Pa5 95256

Protein samples were prepared by homogenizing snap frozen tissue in 1× RIPA (ThermoFisher) buffer containing protease inhibitors (Roche). Protein concentrations were determined using the Bradford assay (BioRad protein assay reagent). Aliquots of total protein (10 μg for aorta and liver; 50 μg for all other tissues) resolved by SDS–PAGE and electro-transferred to nitrocellulose membranes. Blots were blocked with 5% nonfat dry milk in TBST for 1 h at room temperature and then incubated overnight with primary antibody. After rinsing, the membranes were incubated with HRP-conjugated secondary antibodies (BioRad) for 1 h at room temperature followed by chemiluminescent detection (BioRad ChemiDoc). Antibodies used were TG2 polyclonal (PA5-95256; ThermoFisher) and GAPDH (1D4; NB300-221; Novus Biologicals). ImageLab (BioRad) was used for densitometry analysis.

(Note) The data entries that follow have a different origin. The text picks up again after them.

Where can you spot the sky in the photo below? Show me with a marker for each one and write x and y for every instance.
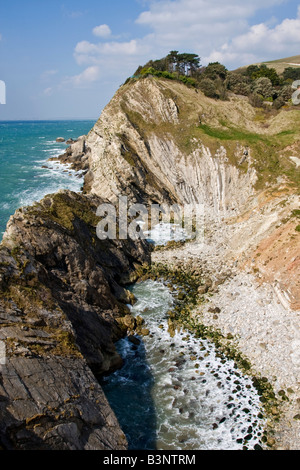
(66, 59)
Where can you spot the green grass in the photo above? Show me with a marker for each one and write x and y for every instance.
(231, 133)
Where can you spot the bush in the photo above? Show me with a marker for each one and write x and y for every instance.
(291, 73)
(208, 87)
(215, 70)
(263, 86)
(279, 102)
(256, 100)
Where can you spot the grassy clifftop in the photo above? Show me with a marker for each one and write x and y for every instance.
(272, 136)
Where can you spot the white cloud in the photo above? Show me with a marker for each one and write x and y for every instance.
(48, 74)
(261, 42)
(89, 75)
(102, 31)
(218, 30)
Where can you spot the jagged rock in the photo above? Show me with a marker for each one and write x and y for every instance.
(59, 304)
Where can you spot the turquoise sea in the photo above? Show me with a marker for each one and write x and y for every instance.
(25, 174)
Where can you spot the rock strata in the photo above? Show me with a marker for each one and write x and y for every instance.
(60, 301)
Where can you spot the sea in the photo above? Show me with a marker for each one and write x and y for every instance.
(173, 393)
(26, 175)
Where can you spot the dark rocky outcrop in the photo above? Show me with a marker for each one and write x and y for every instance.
(61, 298)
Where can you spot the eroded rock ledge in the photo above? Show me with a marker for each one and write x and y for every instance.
(61, 296)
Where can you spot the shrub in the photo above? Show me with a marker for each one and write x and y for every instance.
(256, 100)
(208, 87)
(238, 83)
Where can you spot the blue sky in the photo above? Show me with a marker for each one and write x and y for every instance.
(65, 59)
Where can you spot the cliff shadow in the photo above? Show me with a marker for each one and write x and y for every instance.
(129, 393)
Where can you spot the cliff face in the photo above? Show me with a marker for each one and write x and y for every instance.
(61, 295)
(145, 145)
(160, 141)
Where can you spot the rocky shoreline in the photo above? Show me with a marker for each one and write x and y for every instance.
(234, 303)
(62, 296)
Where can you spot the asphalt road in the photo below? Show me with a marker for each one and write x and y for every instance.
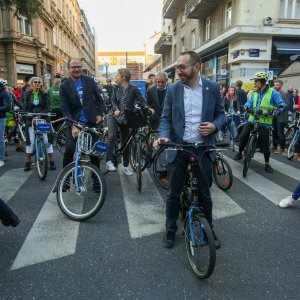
(119, 255)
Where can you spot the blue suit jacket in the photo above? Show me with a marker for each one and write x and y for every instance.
(172, 123)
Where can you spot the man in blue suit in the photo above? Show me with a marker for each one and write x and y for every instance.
(193, 112)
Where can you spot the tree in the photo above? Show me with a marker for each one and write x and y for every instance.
(30, 9)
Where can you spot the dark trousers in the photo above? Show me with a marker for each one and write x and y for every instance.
(263, 138)
(71, 147)
(113, 127)
(177, 175)
(278, 134)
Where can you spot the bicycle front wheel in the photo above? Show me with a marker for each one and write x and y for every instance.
(249, 152)
(81, 202)
(41, 158)
(200, 246)
(222, 173)
(160, 168)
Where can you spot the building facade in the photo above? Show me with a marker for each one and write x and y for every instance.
(235, 38)
(44, 46)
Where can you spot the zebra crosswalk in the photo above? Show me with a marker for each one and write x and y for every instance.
(53, 236)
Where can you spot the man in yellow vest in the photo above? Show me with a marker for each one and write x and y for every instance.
(267, 98)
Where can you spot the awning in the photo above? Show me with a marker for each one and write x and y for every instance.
(288, 47)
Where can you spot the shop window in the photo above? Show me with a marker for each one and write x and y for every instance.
(25, 26)
(228, 14)
(290, 9)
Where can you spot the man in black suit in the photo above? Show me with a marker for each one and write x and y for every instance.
(80, 100)
(155, 98)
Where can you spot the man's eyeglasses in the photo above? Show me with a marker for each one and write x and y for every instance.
(183, 67)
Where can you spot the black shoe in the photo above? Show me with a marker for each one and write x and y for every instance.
(27, 166)
(52, 165)
(268, 168)
(238, 156)
(169, 242)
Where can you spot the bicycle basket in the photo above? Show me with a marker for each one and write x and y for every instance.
(136, 118)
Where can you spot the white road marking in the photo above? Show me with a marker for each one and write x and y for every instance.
(11, 181)
(52, 236)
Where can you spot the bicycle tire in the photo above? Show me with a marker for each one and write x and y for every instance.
(138, 166)
(248, 155)
(205, 246)
(41, 158)
(222, 173)
(160, 168)
(75, 205)
(60, 139)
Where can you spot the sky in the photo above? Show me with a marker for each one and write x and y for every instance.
(123, 25)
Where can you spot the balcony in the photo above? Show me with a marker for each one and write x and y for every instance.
(200, 9)
(170, 8)
(162, 45)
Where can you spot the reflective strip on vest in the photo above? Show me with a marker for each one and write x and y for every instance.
(265, 105)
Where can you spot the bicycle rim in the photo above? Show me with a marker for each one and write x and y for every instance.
(41, 159)
(222, 174)
(83, 203)
(160, 168)
(202, 255)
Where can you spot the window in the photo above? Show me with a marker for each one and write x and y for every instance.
(207, 28)
(290, 9)
(193, 39)
(228, 13)
(25, 26)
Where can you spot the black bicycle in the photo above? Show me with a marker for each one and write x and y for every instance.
(199, 239)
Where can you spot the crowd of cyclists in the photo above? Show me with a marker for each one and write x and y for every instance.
(84, 99)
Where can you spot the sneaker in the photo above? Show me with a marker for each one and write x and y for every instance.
(127, 170)
(27, 166)
(110, 166)
(286, 202)
(52, 165)
(268, 168)
(238, 156)
(169, 241)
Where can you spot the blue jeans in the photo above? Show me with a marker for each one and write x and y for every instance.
(296, 191)
(2, 142)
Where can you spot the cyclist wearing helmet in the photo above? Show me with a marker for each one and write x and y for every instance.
(4, 107)
(267, 98)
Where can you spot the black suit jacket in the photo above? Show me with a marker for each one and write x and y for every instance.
(153, 102)
(92, 105)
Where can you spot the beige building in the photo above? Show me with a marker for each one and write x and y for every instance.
(235, 38)
(44, 46)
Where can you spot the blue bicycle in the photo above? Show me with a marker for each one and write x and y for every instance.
(81, 186)
(199, 239)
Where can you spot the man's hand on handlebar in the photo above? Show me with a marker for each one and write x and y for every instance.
(160, 140)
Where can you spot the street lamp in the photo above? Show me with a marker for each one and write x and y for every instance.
(106, 65)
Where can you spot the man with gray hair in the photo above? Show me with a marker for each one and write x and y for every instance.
(155, 98)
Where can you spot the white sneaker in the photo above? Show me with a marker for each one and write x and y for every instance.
(127, 171)
(286, 202)
(110, 166)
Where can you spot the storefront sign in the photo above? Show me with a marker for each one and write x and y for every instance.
(25, 69)
(253, 52)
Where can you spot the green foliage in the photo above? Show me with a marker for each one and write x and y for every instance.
(27, 8)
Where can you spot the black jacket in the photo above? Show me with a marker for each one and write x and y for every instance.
(5, 102)
(93, 104)
(134, 97)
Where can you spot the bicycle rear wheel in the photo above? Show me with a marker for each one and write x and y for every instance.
(41, 158)
(222, 174)
(83, 203)
(160, 168)
(249, 152)
(201, 254)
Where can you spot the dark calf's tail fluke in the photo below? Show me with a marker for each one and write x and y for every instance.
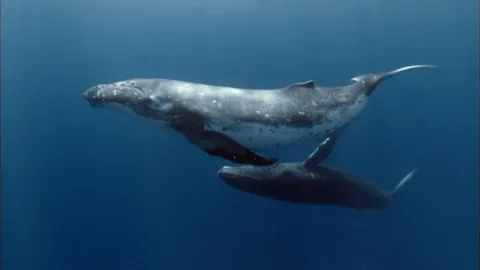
(371, 81)
(402, 182)
(402, 69)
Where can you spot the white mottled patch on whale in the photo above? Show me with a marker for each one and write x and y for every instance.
(260, 136)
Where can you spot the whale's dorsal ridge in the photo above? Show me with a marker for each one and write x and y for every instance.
(307, 84)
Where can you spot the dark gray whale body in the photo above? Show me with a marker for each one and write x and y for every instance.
(309, 182)
(233, 123)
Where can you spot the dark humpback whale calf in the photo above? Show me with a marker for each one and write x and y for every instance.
(309, 182)
(234, 123)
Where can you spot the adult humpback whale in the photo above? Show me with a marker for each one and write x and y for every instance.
(231, 122)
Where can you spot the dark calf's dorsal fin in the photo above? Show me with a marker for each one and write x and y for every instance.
(308, 84)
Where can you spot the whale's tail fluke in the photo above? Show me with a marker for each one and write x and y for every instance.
(402, 69)
(402, 182)
(371, 81)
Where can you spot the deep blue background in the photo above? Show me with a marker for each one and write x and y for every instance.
(93, 189)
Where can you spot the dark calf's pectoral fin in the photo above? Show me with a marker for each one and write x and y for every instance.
(217, 144)
(249, 157)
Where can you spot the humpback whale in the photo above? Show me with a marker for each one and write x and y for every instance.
(234, 123)
(310, 182)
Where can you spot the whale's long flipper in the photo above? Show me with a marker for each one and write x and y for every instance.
(217, 144)
(371, 81)
(323, 150)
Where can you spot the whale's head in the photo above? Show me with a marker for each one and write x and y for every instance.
(249, 178)
(114, 94)
(124, 96)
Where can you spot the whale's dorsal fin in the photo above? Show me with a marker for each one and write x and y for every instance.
(308, 84)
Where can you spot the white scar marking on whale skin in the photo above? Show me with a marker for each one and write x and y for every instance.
(258, 136)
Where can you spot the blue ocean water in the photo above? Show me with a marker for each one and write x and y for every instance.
(92, 189)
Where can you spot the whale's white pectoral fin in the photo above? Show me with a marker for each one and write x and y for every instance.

TG2’s interaction with fibronectin and integrin β1 was determined by co-immunoprecipitation. Briefly, precleared liver homogenates (500 µg) were incubated with indicated antibody (0.5 µg) for 2 h at 4 °C with gentle rocking. The immunocomplexes were then enriched by incubating the samples with protein G-agarose beads (50 µL). The beads were rinsed three times to remove unbound proteins. Bound proteins were recovered by boiling the beads in 50 µL of 2× Laemmli buffer. Isotype antibody was used as a negative control. Immunoprecipitated proteins were resolved by SDS–PAGE, and immunocomplex-bound proteins were determined by western blotting. Antibodies used were fibronectin monoclonal (FBN11; Invitrogen), integrin β1 (CD29; HMβ1-1; BD Bioscience); and TG2 polyclonal (PA5-95256; ThermoFisher). Densitometry analysis was done using ImageLab software (BioRad).